Lawyers and the Negativity Trap
Negativity (as a mindset) has been shown to be bad for success in all careers except for law.
That is to say, in the legal profession a negative mindset is correlated with success. I don’t believe that a negative mindset is in fact necessary or helpful in a legal career, but it nonetheless runs rampant in the legal profession and doesn’t seem to actually prevent success in the legal sector.
But while negativity may not prevent success, it certainly has a lot of downsides – harm to enterprise and personal relationships being just two of them.
How does this happen?
I think my own experience as a lawyer was very common – academically bright, tenacious and willing to do a lot of hard study, I saw a legal career as offering status, high earnings and security. I lapped up my legal training and loved the intellectual rigour of it.
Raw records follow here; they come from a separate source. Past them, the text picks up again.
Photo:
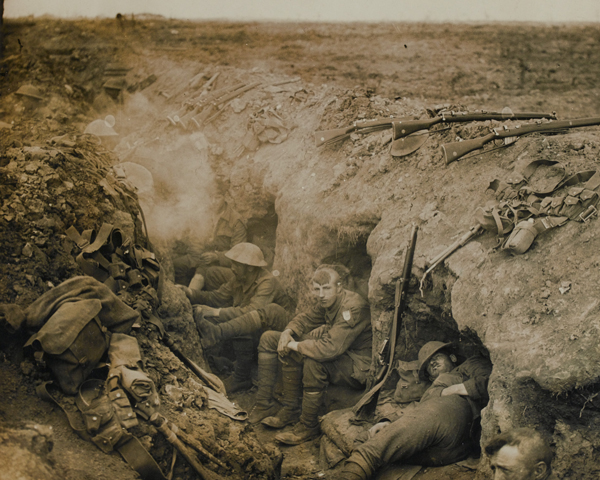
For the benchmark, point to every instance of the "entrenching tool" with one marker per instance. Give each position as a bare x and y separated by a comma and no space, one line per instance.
368,403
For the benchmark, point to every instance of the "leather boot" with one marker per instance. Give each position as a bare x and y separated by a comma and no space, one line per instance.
238,327
242,373
308,426
350,471
292,393
265,406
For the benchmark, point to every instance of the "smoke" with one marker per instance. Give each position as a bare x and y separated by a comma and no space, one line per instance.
178,203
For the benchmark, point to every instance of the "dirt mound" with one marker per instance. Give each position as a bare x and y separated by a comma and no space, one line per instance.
352,202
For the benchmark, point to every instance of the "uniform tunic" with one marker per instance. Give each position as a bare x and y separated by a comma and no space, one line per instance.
236,298
438,430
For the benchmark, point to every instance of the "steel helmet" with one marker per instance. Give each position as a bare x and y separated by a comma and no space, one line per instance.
248,254
100,128
427,351
29,91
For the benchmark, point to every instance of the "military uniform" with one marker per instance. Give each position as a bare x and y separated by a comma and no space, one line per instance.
342,356
235,298
438,431
229,230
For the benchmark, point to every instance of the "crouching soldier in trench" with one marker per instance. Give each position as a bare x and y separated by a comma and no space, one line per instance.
329,344
439,430
233,308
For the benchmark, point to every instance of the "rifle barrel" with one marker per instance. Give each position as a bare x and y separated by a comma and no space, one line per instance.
455,150
405,128
335,134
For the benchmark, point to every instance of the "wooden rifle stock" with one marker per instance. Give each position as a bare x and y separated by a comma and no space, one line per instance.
336,134
455,150
368,403
405,128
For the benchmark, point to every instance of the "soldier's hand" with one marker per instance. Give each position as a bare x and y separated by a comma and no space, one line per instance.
377,428
186,290
208,311
319,331
208,258
284,339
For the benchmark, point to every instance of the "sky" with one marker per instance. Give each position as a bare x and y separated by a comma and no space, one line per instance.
552,11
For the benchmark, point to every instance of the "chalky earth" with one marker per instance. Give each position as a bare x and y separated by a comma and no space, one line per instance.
149,80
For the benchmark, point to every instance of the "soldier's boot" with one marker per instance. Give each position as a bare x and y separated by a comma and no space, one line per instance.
350,471
292,393
265,406
242,373
197,282
238,327
308,426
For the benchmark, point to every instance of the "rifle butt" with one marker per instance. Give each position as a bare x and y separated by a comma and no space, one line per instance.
405,128
329,136
455,150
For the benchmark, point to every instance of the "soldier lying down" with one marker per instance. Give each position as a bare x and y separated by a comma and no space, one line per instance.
438,431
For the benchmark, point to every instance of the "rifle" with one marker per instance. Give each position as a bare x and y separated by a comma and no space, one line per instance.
211,380
365,126
434,262
455,150
404,129
368,403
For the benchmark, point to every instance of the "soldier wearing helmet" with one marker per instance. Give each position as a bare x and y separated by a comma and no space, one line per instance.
206,266
329,343
234,306
438,430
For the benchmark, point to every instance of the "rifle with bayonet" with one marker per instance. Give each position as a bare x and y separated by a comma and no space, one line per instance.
363,126
368,403
462,241
455,150
409,135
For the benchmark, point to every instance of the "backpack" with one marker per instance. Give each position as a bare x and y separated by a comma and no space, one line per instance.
72,342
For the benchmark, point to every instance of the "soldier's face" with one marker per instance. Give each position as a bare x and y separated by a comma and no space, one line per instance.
327,293
439,363
509,464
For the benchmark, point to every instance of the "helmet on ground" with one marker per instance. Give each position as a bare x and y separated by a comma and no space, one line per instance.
100,128
29,91
427,351
248,254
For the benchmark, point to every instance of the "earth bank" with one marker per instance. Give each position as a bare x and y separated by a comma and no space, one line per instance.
535,314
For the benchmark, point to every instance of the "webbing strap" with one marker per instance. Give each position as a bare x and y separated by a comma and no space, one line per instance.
140,460
131,450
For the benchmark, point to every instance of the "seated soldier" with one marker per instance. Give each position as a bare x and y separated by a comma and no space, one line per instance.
206,266
520,454
438,430
331,343
233,307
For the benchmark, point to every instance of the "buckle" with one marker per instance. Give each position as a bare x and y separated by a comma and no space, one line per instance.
588,214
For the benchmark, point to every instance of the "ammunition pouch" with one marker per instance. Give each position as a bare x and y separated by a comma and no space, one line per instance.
410,388
525,233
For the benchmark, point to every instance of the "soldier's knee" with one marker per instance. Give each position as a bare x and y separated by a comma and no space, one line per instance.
269,341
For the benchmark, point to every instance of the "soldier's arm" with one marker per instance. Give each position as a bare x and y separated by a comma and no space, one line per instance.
265,292
222,297
339,338
307,321
240,233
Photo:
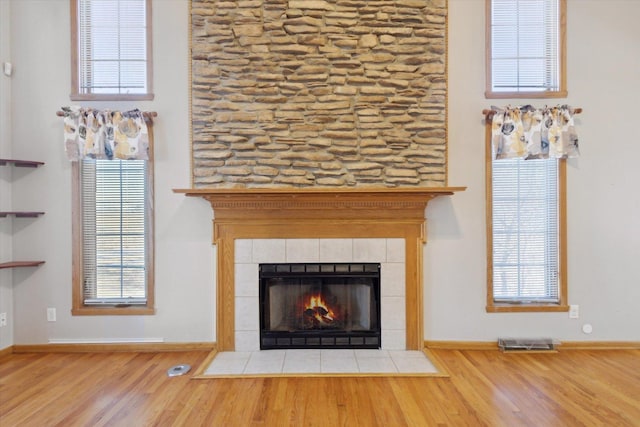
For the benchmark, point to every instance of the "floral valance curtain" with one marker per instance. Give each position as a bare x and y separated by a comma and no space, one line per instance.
105,134
533,133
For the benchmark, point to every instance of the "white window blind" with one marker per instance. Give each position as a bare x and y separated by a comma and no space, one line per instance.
525,46
114,231
112,47
525,228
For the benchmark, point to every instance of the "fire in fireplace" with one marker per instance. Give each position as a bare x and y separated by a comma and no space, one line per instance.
320,305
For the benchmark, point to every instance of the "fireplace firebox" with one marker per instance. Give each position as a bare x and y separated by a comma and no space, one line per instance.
320,305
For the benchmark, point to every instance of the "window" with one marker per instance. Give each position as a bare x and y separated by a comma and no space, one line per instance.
526,234
111,50
526,42
113,247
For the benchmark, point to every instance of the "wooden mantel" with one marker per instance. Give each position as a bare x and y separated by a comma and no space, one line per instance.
286,213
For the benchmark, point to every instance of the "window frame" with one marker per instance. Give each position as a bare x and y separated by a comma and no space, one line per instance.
562,91
521,306
78,305
76,95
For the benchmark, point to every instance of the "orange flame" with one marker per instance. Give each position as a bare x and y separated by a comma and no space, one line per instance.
319,309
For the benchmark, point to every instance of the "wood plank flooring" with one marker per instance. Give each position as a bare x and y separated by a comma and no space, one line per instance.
485,388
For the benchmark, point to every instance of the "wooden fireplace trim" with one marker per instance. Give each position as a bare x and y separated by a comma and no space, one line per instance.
259,213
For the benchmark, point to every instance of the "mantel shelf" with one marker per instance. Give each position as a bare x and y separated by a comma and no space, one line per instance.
22,214
319,213
319,203
16,264
21,163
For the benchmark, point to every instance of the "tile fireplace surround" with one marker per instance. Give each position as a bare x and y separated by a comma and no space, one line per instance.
296,225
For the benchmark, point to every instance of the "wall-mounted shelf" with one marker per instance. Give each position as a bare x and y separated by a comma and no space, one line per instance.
23,214
21,163
20,214
17,264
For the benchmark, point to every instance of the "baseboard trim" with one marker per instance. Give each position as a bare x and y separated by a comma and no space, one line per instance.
115,347
564,345
6,351
461,345
599,345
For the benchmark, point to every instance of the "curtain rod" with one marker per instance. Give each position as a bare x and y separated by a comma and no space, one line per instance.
490,113
147,114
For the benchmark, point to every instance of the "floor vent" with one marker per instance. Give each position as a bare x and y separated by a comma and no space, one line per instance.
526,345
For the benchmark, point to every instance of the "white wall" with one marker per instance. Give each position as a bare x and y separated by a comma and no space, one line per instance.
184,255
604,237
6,275
603,199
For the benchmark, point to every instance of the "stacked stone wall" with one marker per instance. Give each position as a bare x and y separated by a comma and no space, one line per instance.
302,93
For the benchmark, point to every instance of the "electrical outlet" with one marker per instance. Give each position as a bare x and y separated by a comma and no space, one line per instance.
574,311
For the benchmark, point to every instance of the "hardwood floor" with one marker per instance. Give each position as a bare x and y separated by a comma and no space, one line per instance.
485,388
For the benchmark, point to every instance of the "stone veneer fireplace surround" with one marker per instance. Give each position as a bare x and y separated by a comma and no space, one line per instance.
284,213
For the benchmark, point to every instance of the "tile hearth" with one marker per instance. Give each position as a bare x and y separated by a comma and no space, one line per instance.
312,362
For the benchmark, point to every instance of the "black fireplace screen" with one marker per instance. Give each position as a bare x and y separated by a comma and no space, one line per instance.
324,305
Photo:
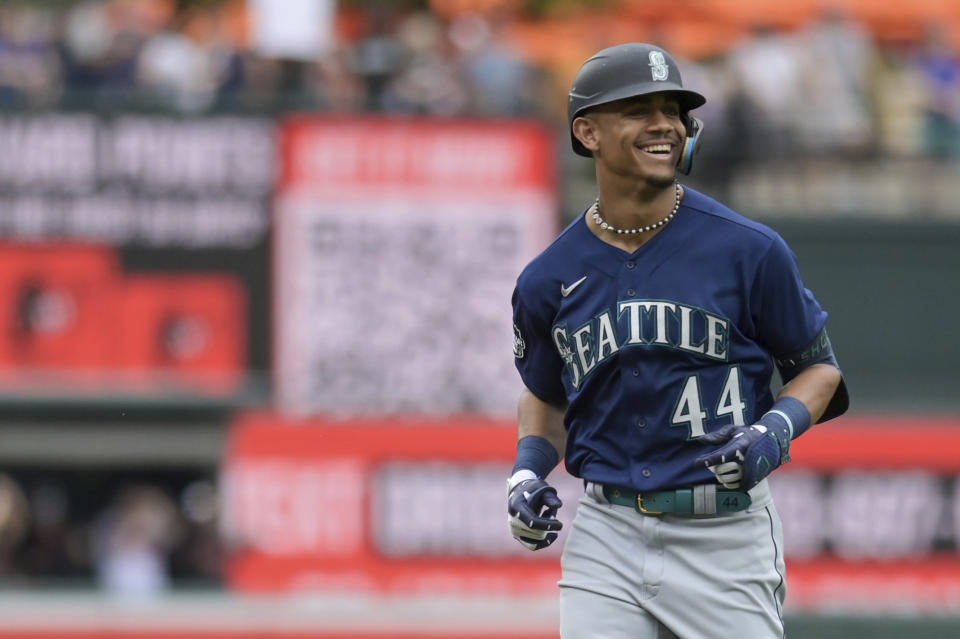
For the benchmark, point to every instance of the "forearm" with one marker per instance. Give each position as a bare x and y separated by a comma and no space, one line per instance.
814,388
541,436
537,417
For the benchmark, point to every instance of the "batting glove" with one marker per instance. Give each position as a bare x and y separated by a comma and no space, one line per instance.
747,455
532,506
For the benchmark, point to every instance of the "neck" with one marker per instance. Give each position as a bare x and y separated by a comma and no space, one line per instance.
636,207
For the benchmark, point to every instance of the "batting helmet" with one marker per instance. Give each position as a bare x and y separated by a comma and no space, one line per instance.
626,71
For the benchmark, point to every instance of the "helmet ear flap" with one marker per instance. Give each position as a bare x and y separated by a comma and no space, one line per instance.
694,127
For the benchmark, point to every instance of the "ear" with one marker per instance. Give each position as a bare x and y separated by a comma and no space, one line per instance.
585,130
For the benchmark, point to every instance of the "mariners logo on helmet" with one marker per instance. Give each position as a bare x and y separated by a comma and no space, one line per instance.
519,346
658,66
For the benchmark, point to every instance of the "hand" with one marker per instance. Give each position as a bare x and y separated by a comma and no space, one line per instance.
532,505
748,454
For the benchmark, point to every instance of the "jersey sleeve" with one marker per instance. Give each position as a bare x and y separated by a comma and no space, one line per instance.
537,360
787,315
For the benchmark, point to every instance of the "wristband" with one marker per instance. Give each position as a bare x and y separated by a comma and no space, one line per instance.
787,419
536,454
790,413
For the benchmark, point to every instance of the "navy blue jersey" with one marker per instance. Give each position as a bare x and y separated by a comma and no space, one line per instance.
654,348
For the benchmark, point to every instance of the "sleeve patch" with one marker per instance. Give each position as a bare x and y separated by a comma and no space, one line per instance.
519,345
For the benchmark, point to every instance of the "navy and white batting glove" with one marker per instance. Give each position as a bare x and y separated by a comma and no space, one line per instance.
747,455
532,506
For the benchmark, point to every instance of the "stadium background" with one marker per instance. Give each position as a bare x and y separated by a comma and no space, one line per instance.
255,370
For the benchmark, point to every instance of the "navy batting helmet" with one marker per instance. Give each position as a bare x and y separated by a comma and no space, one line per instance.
626,71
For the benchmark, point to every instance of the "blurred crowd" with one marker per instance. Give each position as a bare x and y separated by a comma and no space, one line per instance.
133,537
829,86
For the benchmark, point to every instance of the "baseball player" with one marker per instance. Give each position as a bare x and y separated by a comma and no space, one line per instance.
646,336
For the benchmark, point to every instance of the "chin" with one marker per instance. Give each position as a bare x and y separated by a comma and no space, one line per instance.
662,181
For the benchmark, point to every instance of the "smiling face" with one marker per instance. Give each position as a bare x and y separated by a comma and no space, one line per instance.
639,137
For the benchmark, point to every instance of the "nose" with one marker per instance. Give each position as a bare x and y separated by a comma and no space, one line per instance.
660,122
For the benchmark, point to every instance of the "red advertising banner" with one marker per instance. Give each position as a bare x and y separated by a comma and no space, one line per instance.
70,315
407,506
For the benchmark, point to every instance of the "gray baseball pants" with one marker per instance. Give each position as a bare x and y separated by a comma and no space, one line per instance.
627,575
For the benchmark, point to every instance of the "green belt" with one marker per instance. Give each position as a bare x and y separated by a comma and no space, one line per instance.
699,500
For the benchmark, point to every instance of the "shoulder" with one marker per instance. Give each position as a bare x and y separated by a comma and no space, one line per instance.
721,219
546,268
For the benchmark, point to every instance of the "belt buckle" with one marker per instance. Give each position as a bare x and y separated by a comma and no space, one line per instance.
644,510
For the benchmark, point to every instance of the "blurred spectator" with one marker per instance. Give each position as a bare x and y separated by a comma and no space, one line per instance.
199,555
766,72
376,57
429,83
898,97
14,522
133,540
30,71
184,66
498,80
836,57
939,68
102,40
57,546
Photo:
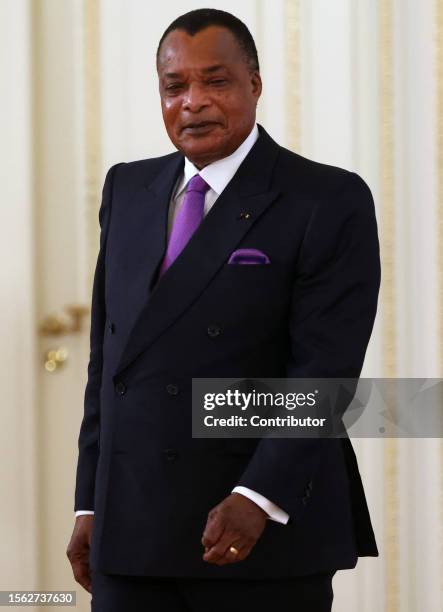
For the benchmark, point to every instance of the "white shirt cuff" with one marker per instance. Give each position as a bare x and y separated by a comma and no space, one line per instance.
275,513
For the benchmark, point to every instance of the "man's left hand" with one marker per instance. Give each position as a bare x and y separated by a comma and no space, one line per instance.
236,521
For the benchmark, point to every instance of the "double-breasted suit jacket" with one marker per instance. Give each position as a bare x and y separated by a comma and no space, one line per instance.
307,313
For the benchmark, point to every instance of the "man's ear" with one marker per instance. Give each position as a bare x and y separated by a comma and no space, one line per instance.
256,83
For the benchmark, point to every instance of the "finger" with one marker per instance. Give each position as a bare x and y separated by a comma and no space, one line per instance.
82,574
213,532
218,550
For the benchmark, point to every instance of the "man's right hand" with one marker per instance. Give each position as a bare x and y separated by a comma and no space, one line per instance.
78,549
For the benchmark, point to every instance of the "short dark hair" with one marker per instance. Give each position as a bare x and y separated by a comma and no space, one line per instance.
199,19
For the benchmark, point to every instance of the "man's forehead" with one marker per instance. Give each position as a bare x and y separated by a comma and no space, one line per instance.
174,70
209,47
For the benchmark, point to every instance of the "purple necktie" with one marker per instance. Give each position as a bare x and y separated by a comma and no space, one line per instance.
186,221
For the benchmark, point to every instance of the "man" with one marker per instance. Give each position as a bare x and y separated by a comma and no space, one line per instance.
178,523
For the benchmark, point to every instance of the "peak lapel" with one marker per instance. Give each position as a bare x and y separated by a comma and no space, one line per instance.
208,249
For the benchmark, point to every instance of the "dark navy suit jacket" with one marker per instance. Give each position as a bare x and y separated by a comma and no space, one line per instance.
309,313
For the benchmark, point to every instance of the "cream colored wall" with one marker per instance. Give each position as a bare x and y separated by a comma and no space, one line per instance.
18,523
354,84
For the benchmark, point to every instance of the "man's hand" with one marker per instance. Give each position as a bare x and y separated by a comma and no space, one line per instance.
236,521
78,549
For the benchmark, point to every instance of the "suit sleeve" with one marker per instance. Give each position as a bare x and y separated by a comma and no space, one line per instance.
333,307
88,440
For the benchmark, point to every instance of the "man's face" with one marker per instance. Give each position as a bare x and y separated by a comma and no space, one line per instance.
208,94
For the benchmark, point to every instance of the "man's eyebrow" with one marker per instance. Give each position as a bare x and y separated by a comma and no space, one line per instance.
208,70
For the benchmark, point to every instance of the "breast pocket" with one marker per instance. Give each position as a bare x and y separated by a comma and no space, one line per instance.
251,293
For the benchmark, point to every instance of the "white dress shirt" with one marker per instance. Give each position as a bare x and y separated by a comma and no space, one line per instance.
217,175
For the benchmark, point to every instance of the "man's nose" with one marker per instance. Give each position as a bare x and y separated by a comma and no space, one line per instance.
195,98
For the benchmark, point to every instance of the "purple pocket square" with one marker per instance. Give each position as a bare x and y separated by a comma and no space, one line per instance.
248,256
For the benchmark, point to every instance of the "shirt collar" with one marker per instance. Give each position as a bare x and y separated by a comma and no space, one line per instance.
219,173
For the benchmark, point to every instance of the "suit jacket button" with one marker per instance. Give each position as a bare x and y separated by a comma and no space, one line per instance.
120,388
170,454
213,331
172,389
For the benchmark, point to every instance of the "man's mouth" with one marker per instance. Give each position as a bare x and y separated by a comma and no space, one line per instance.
200,126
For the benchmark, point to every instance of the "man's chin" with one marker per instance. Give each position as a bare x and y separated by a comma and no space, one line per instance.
202,150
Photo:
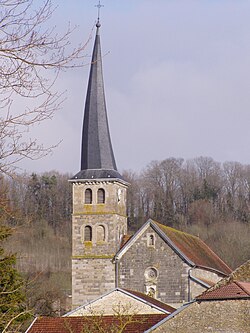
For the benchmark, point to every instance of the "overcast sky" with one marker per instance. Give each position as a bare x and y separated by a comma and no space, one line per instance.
177,82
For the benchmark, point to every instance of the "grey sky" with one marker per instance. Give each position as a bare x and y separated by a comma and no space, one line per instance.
177,81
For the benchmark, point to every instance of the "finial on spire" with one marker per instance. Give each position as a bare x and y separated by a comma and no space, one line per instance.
99,6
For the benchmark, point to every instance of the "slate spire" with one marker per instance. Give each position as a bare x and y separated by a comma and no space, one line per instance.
97,152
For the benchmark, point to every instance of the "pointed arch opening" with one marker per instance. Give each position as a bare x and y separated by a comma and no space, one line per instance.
100,233
88,197
87,233
100,196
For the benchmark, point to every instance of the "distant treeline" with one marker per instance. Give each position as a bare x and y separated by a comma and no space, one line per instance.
200,196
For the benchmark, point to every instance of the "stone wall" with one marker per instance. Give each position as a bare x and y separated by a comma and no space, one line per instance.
230,316
93,272
91,278
154,269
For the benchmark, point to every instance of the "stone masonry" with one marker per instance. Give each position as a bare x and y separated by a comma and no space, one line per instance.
93,272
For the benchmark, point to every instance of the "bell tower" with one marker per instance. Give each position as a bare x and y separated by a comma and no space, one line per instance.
99,196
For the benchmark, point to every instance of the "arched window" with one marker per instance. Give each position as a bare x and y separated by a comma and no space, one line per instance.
151,240
100,232
100,195
87,234
88,196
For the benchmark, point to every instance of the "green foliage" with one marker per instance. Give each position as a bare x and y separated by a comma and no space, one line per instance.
12,297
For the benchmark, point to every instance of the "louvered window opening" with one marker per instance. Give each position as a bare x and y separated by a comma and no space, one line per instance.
87,234
88,196
100,233
101,196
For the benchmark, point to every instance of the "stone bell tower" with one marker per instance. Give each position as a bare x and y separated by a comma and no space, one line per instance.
99,197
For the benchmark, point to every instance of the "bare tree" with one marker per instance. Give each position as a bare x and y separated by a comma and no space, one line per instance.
31,55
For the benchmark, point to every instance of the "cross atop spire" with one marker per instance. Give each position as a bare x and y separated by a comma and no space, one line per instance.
97,157
99,6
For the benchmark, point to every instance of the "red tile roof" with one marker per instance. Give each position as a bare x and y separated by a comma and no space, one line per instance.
134,324
195,249
152,300
233,290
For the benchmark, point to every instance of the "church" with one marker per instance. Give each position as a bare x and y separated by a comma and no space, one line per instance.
164,263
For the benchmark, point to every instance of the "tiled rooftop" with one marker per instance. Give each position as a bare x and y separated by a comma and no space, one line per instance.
233,290
195,249
133,324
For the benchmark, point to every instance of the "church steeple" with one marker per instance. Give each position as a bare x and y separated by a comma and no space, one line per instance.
97,157
99,216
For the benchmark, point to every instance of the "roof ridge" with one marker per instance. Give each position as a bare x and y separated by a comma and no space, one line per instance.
239,283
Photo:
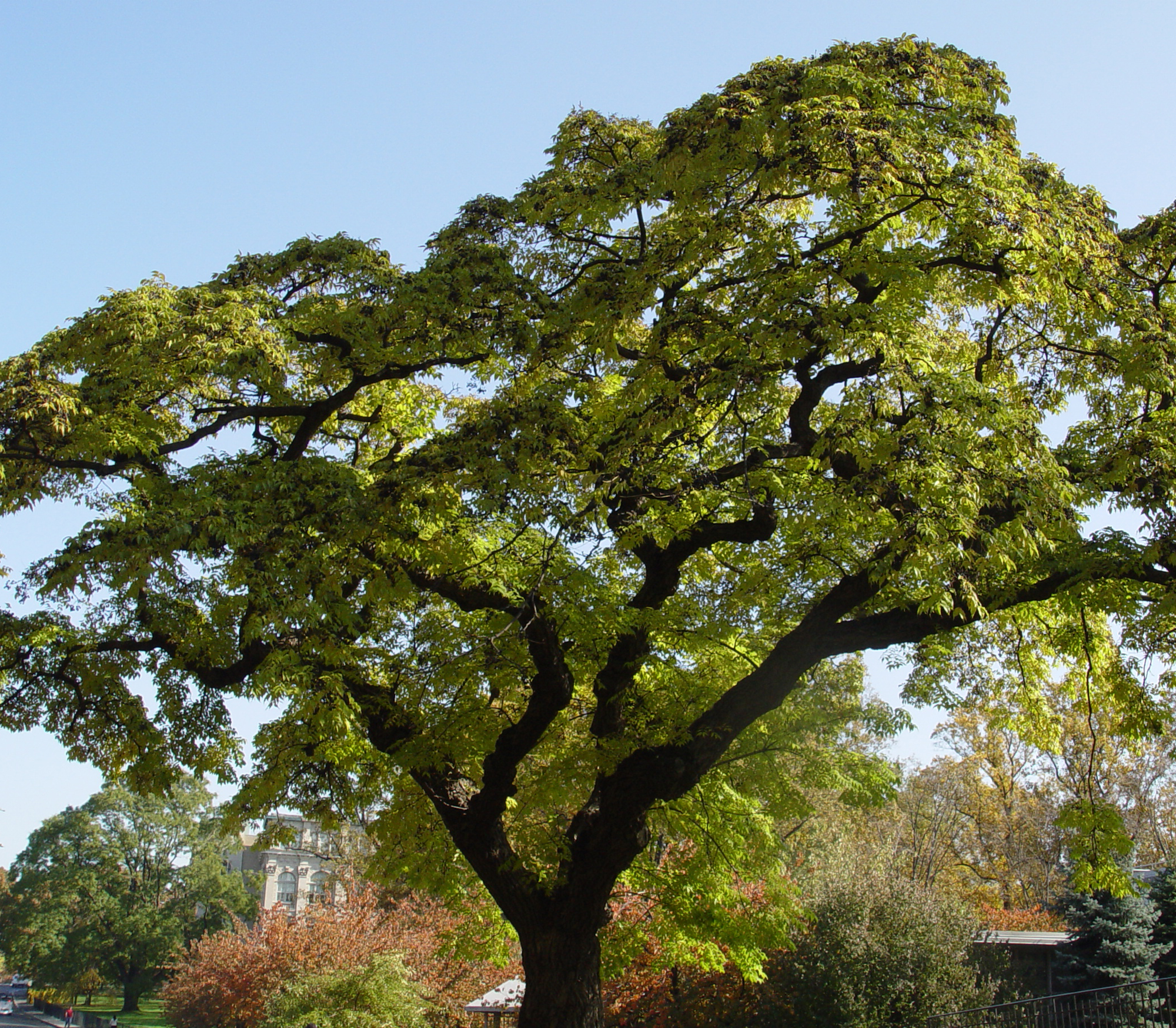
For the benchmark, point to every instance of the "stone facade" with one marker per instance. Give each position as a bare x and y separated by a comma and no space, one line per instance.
295,874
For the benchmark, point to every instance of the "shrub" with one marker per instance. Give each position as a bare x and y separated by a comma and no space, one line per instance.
378,994
228,977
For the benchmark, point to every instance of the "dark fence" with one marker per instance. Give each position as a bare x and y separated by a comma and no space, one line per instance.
1139,1004
83,1019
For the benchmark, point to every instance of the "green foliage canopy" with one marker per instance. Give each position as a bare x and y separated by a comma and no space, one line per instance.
379,993
527,539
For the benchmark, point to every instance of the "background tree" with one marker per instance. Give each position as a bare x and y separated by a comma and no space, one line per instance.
725,399
118,886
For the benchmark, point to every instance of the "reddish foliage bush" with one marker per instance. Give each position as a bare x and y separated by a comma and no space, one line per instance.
225,980
1034,919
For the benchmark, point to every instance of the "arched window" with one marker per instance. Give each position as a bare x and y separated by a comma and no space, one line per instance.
288,888
317,892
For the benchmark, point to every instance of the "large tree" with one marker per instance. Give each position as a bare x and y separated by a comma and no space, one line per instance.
118,886
532,541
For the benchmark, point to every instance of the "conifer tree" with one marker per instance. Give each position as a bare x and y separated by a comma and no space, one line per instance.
1111,941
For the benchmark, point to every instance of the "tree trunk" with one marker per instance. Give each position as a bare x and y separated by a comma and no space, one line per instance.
131,994
563,966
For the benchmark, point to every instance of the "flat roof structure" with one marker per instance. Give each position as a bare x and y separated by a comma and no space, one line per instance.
504,999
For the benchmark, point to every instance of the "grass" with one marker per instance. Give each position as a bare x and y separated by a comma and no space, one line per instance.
150,1015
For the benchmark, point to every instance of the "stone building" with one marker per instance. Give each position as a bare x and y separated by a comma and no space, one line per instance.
295,874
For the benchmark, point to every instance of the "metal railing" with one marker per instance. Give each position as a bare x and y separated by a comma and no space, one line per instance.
1139,1004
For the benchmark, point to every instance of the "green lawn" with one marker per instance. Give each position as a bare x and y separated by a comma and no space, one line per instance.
151,1012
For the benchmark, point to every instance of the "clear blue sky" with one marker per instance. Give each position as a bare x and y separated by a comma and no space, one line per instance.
169,137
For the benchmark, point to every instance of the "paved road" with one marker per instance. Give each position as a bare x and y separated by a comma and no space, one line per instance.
24,1017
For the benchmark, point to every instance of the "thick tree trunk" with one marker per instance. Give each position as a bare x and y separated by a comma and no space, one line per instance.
563,966
131,994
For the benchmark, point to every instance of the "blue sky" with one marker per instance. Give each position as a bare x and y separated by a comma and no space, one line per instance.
170,137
I felt myself to be ‘very clever’ as I learned how to deconstruct everything, seeing all the flaws, inconsistencies and weaknesses in things. Weaknesses were particularly fun to find, since a lot of my training was to demolish other people’s ideas.
I can literally remember the realisation that I now saw the world very differently from before my legal training. I was a logic machine. It felt powerful and exciting.
On a conscious level, I was now far more rational and meticulous. At a neurological level, my brain had rewired certain key thinking pathways. I was now rewired.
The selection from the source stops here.